A page from digg.com captured on September 17, 2008.

Michelle Sipics

"Content, content everywhere and not a drop to read."

With that pessimistic but arguably accurate description of the Internet, Kristina Lerman opened her talk, "The Dynamics of Social Voting," at this year's SIAM Annual Meeting. A 21st-century version of "57 Channels (And Nothin' On)," Lerman's declaration refers to the fraction of Web content most users deem worth reading, compared with the massive volume available: the
signal-to-noise ratio of the Internet, so to speak.

Lerman, a project leader at the University of Southern California's Information Sciences Institute, highlighted recent data suggesting that for each gigabyte of "authored" content created for the Web---such as an article on a newspaper's Web site---between 2 and 7 gigabytes of user-generated content are created: blog posts, comments on other posts, MySpace updates, book reviews on Amazon, and other end-user-generated information.

With such massive quantities of data being generated daily---much of it of interest to no one but its creator and possibly a few friends---how do users search out content that's worth their time?

Lerman, whose talk was part of the mini-symposium Toward Real-Time Analysis of Networks, organized by Tina Eliassi-Rad of Lawrence Livermore National Laboratory, discussed data mining research involving one resource many individuals use to find interesting content: the social news-aggregation Web site Digg.

Digg users promote, or "digg," news from across the Web on the site, where the stories are posted in order according to when they first "arrived." If a story gains enough votes---diggs---it is moved to the site's front page. Stories with fewer votes remain on the site's "Upcoming Stories" pages for a day, after which they expire.

Which stories, of the hundreds submitted each day, make it to the front page?
The number of votes an article gets is not the only thing that affects how quickly it is moved from the "upcoming" pages to the front page, or whether it is moved at all, Lerman explained. Story promotion is also a function of social networking. Much as a disease or a rumor spreads through a community, a Digg story is often promoted by people who know each other, or who have frequent close contact. Because many acquaintances have similar tastes, they often prefer the same stories.

Digg users can designate "friends"---people they know, whether on or off the Web---and Lerman's research reveals that stories recommended by "better-connected" users (those with more Digg "friends") were promoted to the front page more quickly than those submitted by less well-connected users.

Lerman wondered what happened to those stories once they reached the front page.

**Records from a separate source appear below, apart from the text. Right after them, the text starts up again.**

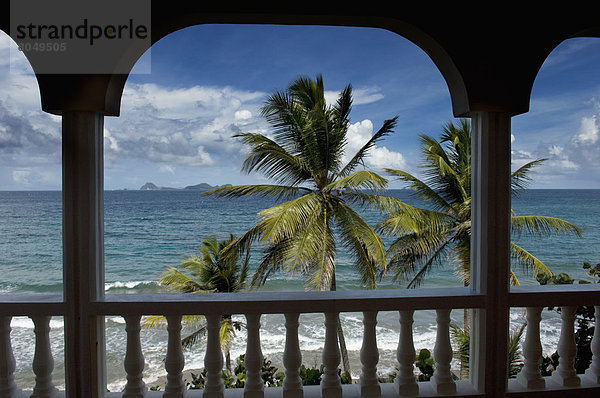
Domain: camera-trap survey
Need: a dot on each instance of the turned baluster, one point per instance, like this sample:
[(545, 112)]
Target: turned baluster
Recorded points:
[(405, 382), (8, 388), (565, 374), (530, 375), (369, 357), (174, 362), (43, 362), (330, 382), (292, 359), (134, 359), (593, 372), (254, 386), (213, 360), (441, 380)]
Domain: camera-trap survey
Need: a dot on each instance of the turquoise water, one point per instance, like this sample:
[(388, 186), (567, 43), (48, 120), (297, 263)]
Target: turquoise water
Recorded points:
[(145, 231)]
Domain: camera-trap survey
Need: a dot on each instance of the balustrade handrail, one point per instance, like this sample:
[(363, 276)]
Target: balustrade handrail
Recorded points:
[(300, 301)]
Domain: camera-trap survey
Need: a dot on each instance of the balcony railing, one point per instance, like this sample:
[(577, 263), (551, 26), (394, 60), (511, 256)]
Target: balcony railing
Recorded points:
[(563, 381)]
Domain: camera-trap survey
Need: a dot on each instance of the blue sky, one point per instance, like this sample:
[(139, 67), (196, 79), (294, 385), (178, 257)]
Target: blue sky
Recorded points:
[(208, 83)]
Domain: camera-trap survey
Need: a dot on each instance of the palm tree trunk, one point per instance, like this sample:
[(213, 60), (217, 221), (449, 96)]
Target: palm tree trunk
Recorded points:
[(464, 369)]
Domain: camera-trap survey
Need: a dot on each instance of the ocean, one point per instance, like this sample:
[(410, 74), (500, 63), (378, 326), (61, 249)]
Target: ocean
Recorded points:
[(146, 231)]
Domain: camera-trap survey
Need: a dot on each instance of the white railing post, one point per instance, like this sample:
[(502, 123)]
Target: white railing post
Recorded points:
[(174, 362), (405, 382), (254, 386), (8, 387), (292, 358), (441, 380), (43, 363), (369, 357), (593, 372), (530, 375), (213, 360), (565, 374), (330, 382), (134, 359)]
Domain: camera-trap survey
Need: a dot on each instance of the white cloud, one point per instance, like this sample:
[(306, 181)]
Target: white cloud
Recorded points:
[(190, 126), (360, 96), (21, 176), (379, 156), (165, 168), (589, 131), (243, 114)]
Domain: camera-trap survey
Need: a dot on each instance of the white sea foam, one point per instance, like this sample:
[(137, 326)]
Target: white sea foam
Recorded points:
[(127, 285)]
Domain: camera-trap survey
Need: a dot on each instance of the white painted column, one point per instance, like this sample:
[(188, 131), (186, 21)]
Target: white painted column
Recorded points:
[(593, 372), (43, 362), (292, 359), (330, 381), (565, 374), (213, 360), (441, 380), (406, 382), (8, 388), (83, 252), (530, 375), (134, 359), (490, 250), (174, 362), (369, 357), (254, 386)]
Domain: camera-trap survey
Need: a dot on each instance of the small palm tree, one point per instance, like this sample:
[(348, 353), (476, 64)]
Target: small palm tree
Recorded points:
[(426, 237), (208, 271), (305, 158)]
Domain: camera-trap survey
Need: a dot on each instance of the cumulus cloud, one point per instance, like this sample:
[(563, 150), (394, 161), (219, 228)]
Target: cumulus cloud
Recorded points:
[(575, 156), (379, 156), (588, 132), (190, 126)]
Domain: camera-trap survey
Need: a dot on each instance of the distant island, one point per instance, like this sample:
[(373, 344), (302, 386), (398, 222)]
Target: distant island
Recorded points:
[(198, 187)]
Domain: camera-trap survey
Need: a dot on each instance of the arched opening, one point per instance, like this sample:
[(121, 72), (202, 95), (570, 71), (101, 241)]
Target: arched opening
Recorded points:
[(562, 128), (175, 130)]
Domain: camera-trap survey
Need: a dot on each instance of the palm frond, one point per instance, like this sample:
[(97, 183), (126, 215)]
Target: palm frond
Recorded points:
[(273, 160), (264, 190), (359, 180), (285, 219), (363, 242), (421, 189), (412, 256), (543, 226), (528, 261), (177, 281)]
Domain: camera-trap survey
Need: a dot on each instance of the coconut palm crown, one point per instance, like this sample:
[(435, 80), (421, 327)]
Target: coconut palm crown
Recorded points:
[(424, 238), (306, 159), (207, 271)]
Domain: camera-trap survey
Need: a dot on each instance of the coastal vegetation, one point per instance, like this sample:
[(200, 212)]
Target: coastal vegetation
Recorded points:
[(306, 159), (426, 237), (205, 272), (317, 187)]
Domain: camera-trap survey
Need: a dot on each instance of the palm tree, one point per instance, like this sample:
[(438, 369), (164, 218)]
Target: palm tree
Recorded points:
[(426, 237), (207, 271), (305, 158)]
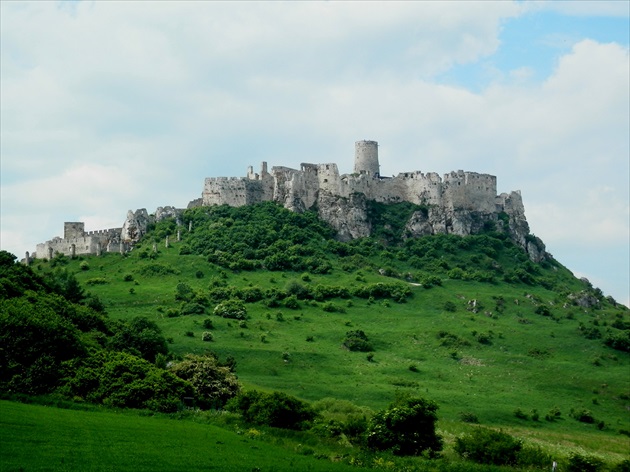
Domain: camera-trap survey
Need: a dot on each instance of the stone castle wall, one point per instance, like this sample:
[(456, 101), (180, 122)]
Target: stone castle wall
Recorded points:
[(459, 202)]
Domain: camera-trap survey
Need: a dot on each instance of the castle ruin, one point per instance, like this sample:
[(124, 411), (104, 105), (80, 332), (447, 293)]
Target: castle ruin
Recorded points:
[(459, 202)]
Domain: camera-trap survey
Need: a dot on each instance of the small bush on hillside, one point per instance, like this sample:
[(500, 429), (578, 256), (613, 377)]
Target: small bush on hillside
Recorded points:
[(407, 428), (213, 383), (580, 463), (192, 309), (583, 415), (233, 308), (619, 341), (273, 409), (487, 446), (207, 336), (96, 281), (357, 341), (468, 417)]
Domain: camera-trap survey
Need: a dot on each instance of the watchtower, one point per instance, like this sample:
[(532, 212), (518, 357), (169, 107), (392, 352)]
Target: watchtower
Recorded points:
[(366, 158), (72, 230)]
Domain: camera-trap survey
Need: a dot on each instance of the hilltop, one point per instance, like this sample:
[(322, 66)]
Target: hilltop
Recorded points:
[(472, 322)]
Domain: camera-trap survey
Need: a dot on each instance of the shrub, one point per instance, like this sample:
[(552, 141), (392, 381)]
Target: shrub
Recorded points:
[(233, 308), (214, 384), (580, 463), (191, 308), (121, 380), (273, 409), (468, 417), (487, 446), (357, 341), (407, 427), (96, 281), (207, 336), (583, 415)]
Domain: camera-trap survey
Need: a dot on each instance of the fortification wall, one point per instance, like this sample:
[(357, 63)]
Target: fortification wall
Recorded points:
[(470, 191), (92, 242), (73, 229), (225, 190)]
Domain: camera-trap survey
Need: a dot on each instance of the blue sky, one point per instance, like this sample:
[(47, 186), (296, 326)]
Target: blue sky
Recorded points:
[(111, 106)]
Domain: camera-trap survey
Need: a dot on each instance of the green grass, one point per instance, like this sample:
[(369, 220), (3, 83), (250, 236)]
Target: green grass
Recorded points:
[(39, 438), (533, 361)]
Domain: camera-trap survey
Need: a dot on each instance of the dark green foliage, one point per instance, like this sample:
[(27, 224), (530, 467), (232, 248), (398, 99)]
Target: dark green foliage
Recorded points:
[(583, 415), (273, 409), (157, 270), (407, 428), (192, 309), (35, 339), (468, 417), (263, 235), (122, 380), (487, 446), (233, 308), (357, 341), (619, 341), (213, 383), (582, 463), (141, 337)]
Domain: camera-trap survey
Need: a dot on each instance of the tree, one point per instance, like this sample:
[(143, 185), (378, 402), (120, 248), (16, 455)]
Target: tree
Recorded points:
[(407, 428), (141, 337), (275, 409), (213, 384)]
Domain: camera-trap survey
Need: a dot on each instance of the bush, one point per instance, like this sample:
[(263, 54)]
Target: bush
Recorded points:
[(357, 341), (207, 336), (122, 380), (579, 463), (273, 409), (487, 446), (406, 428), (233, 308), (213, 384)]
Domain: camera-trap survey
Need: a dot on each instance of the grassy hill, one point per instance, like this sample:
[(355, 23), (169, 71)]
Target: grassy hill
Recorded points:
[(469, 322)]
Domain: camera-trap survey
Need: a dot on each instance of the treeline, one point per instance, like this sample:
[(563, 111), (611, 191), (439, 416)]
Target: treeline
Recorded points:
[(57, 340)]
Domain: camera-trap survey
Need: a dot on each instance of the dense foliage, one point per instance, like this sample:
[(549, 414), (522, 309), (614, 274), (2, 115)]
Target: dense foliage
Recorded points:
[(275, 409), (407, 427)]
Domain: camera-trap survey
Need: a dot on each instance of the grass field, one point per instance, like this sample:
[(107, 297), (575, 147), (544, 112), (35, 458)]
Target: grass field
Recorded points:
[(39, 438), (525, 360)]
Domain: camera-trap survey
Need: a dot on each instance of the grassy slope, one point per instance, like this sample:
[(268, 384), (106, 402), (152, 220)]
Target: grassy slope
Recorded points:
[(490, 381), (38, 438)]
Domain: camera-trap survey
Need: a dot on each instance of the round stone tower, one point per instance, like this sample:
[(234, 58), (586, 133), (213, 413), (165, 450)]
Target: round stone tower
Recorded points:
[(366, 158)]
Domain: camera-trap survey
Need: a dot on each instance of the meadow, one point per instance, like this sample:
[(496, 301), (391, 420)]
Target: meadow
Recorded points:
[(502, 358), (472, 324)]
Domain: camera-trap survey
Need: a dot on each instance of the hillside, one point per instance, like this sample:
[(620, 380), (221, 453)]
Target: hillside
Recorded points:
[(469, 322)]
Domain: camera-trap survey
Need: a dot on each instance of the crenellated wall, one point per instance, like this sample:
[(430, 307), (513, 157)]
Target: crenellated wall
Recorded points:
[(301, 189)]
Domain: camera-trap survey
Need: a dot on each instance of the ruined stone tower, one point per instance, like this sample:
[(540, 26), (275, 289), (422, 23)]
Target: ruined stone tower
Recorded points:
[(74, 229), (366, 158)]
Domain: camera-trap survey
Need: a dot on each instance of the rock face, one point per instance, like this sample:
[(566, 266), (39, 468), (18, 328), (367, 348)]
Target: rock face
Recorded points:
[(348, 216), (135, 225)]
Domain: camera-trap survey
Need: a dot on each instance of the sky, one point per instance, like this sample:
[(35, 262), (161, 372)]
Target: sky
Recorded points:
[(107, 107)]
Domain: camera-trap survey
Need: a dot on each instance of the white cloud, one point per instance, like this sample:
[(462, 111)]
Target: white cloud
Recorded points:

As she explained in her talk, articles can continue to get votes once promoted to the front page, and front-page stories get far more attention than those still in the upcoming pages: The majority of Digg visitors read only the front page. As Lerman discovered, however, an article that makes it to the front page is not necessarily of interest to a wide audience.

Using story submission and voting data obtained from Digg, she developed a decision tree to predict whether a given story would be "interesting." The decision tree was based not only on the total number of votes a story had received, but also on the number of the votes that were from friends of previous voters (including the original submitter), as well as on the size of the submitter's network. To qualify as "interesting" in her study, a story had to obtain at least 500 votes. (She chose this threshold based on an analysis of previous Digg data---numbers of votes per story, numbers of stories receiving certain numbers of votes; for data collected over the course of a year, about 20% of front-page stories received fewer than 500 votes.)

Using the decision tree, Lerman correctly predicted after just 10 votes 57% of the stories that reached "interesting" status; Digg's algorithm, in contrast, needed more than 40 votes to predict only 36% of "interesting" stories.

Lerman's end results were surprising: Al-though stories submitted by well-connected users and "dugg" by many of the users' friends made it to the front page quickly, those stories were less likely to meet Lerman's criterion for "interesting." On the other hand, front-page stories submitted by less well-connected users were deemed to be more "interesting" in the end: They received higher numbers of total votes. The bottom line, according to Lerman, is that initial interest among a more varied collection of users may be a better predictor of a story's overall popularity.

"Better-connected users might be able to recommend a story that will end up on the front page more easily," she explained, "but [the story] may end up with less overall votes."

Digg has since changed its story-promotion algorithm to devalue recommendations from friends, apparently in an attempt to reduce the power of what Lerman calls "authoritative," or well-connected, users. Still, Lerman sees much in the dynamics of information spread on networks that remains to be explored, including the myriad ways in which social networks can spread ideas and the ways in which networks shape connectivity.

She highlighted numerous potential applications, including viral marketing and recommendation systems for companies like Amazon, quoting studies showing that while music ratings do affect a listener's choices, recommendations from friends do not lead to new Amazon purchases. Amazon is a commercial system, but Lerman emphasizes that mathematical analysis can do the same things for a free content system like Digg: predict the behavior of the system, control it by preventing unwanted behaviors, and determine how individual users affect overall behavior.

Michelle Sipics is a contributing editor at SIAM News.